On a warming planet, it’ll rain more and individual storms will get more intense. This pain will be especially acute in urban areas, which are built on stormwater infrastructure designed to handle the rainfall of yesteryear. Think back to what the builders of the last century wanted: sewers and canals that funneled rainwater as quickly as possible into a river, lake, or ocean, before it had a chance to accumulate. That worked fine, most of the time. But over the intervening years, rare catastrophic flooding has been growing more common. Ancient wastewater systems are now tasked with getting rid of ever-bigger inundations.
Today’s concrete- and asphalt-heavy cities are also now a kind of seal atop the landscape. They have lots of hard surfaces like roads and parking lots, and maybe only a smattering of softer surfaces like parks. Because they are impermeable, water can’t sink into the ground—it has to rage across town, turning subway stairs into waterfalls and swamping schools.

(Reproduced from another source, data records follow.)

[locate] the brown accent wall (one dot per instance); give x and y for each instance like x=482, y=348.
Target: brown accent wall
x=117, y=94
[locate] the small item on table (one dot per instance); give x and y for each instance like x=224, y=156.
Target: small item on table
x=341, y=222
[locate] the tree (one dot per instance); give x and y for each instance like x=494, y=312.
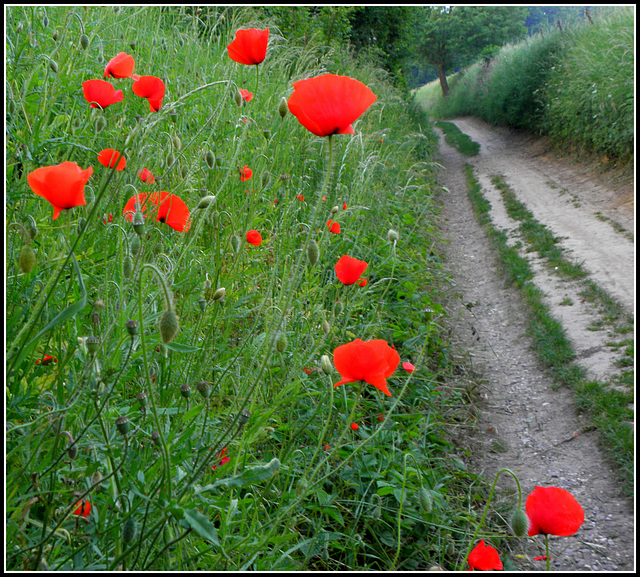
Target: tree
x=444, y=35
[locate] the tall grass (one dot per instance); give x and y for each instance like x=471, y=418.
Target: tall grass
x=227, y=447
x=574, y=85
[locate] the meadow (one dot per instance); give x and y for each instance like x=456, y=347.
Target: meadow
x=226, y=339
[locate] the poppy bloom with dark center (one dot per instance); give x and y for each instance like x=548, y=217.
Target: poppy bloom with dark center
x=254, y=238
x=349, y=270
x=553, y=511
x=62, y=185
x=151, y=88
x=249, y=46
x=168, y=208
x=484, y=558
x=329, y=104
x=112, y=159
x=370, y=361
x=120, y=66
x=100, y=94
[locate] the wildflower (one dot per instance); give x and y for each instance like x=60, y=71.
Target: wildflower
x=109, y=157
x=553, y=511
x=349, y=270
x=254, y=237
x=333, y=227
x=83, y=509
x=249, y=46
x=370, y=361
x=100, y=94
x=120, y=66
x=329, y=104
x=484, y=558
x=245, y=173
x=62, y=185
x=171, y=209
x=146, y=176
x=151, y=88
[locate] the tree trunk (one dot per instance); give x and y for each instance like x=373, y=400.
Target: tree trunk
x=443, y=79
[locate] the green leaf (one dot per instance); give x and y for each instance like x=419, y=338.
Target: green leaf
x=200, y=523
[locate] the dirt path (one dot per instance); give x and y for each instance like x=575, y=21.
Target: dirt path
x=524, y=424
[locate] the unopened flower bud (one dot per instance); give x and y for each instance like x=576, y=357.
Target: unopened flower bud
x=122, y=424
x=169, y=326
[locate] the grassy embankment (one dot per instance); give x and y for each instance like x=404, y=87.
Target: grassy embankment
x=228, y=447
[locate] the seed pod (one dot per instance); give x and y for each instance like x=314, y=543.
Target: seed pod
x=169, y=326
x=313, y=252
x=281, y=342
x=129, y=531
x=426, y=500
x=519, y=523
x=27, y=259
x=283, y=108
x=122, y=424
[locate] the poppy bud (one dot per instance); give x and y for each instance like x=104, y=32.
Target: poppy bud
x=122, y=424
x=169, y=326
x=132, y=327
x=326, y=365
x=426, y=500
x=281, y=342
x=129, y=531
x=27, y=259
x=282, y=107
x=313, y=252
x=204, y=389
x=519, y=523
x=93, y=344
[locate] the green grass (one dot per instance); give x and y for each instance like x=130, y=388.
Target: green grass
x=301, y=489
x=606, y=404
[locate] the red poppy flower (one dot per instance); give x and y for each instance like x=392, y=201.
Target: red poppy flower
x=151, y=88
x=371, y=361
x=333, y=227
x=553, y=511
x=100, y=94
x=254, y=237
x=329, y=104
x=249, y=46
x=407, y=366
x=169, y=209
x=484, y=558
x=83, y=509
x=245, y=173
x=62, y=185
x=120, y=66
x=349, y=270
x=109, y=157
x=146, y=176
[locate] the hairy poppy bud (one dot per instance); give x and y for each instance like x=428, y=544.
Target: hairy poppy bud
x=282, y=107
x=313, y=252
x=169, y=326
x=519, y=523
x=122, y=424
x=27, y=259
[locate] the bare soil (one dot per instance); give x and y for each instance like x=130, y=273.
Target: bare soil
x=525, y=422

Better sewer systems will be indispensable, sure, but planners are also fundamentally reimagining urban areas as “sponge cities” designed to mitigate flooding by absorbing water. Clearly, NYC still has a ways to go in terms of flood management. But the city now has more than 12,000 green infrastructure assets across the city, said Edward Timbers, spokesperson for the NYC Department of Environmental Protection, in a statement provided to WIRED. This includes rain gardens, or strips of roadside greenery that absorb rainfall, and blue belts, or conserved natural drainage systems like ponds and wetlands. All that green infrastructure helps keep rainwater out of the sewage system.
“NYC has the largest and most aggressive green infrastructure program in the nation,” Timbers says. “Last year we developed new stormwater regulations that require any new development or redevelopment to manage stormwater onsite, and not allow it to drain off into the roadway where it can contribute to flooding.”

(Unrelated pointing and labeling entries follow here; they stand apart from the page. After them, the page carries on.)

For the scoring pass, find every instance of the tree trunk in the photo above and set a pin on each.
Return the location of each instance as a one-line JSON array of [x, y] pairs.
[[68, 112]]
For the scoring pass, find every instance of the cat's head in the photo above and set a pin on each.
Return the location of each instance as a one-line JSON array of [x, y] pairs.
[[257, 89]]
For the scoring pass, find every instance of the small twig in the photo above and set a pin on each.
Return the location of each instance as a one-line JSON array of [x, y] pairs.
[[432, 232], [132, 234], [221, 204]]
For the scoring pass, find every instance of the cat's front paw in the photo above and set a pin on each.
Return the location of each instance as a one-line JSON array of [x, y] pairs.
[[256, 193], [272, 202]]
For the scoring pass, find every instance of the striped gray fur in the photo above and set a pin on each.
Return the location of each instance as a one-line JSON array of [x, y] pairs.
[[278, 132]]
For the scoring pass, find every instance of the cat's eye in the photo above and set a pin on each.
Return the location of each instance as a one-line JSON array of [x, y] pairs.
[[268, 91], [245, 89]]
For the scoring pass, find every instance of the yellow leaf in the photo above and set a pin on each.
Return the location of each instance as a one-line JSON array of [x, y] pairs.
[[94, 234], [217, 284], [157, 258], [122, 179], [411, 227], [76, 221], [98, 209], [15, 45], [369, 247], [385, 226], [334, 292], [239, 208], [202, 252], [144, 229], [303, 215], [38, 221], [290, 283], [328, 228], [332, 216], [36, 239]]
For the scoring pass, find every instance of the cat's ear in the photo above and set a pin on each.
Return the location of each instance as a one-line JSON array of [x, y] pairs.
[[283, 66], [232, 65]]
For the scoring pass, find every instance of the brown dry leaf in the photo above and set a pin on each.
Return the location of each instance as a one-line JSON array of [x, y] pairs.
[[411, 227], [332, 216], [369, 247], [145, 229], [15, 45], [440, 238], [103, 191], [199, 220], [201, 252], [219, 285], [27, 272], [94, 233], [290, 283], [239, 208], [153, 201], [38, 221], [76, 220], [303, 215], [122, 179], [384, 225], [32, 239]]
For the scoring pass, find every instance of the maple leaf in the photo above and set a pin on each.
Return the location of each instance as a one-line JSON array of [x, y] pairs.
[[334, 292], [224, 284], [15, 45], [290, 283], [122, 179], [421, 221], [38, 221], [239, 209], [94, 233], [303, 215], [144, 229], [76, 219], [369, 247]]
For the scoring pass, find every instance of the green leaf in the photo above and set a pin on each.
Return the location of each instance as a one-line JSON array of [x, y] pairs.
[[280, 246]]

Likewise, Los Angeles is deploying rain gardens, as well as directing rainwater into spreading grounds—basically, big dirt bowls where water trickles underground. In the drought-wracked American West, this will send as much rainwater as possible back into aquifers, to be tapped for drinking water as needed.
Green spaces don’t just mitigate flooding. They beautify the urban landscape and improve residents’ mental health. They filter out microplastics and other pollutants, keeping them from reaching sensitive water bodies like rivers. And when the weather is hot, they cool neighborhoods, because plants “sweat.” This reduces the urban heat island effect—the tendency for cities to get far hotter than surrounding rural areas. If these green spaces were urban farms, they could do all that while also producing food.

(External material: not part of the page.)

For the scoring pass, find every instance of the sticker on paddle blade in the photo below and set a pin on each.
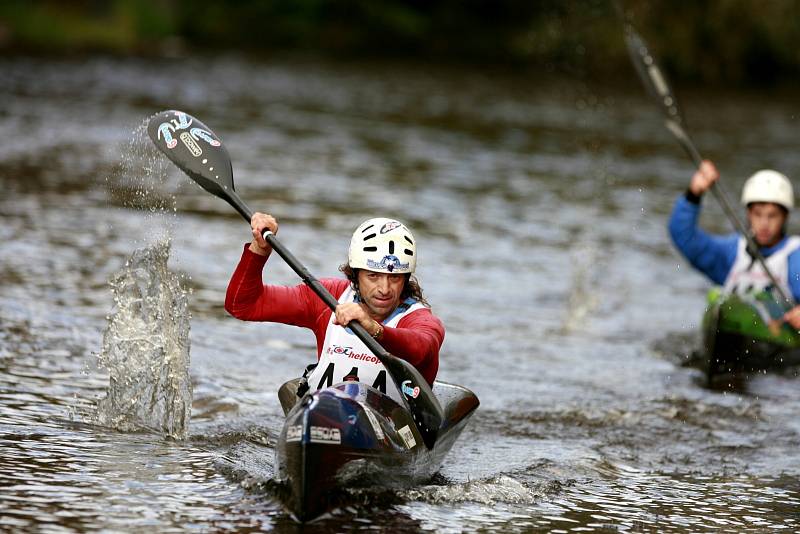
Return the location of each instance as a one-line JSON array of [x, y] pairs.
[[193, 147], [408, 391]]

The trouble is that urban land is expensive, so green spaces aren’t cheap. Where it’s not possible to plant the landscape, cities like NYC are deploying permeable pavement. Instead of acting as a barrier for stormwater, these surfaces let rain soak into the underlying dirt. Some cities are also starting to charge water customers additional stormwater fees, using satellite images to determine how permeable a property is and charging if there’s a lot of pavement instead of vegetation.
The city of the future may be spongier in ways that are obviously verdant or more subtle. But if that makes them more enjoyable and more resilient as the planet warms, the rains of the future may be a bounty, not a burden.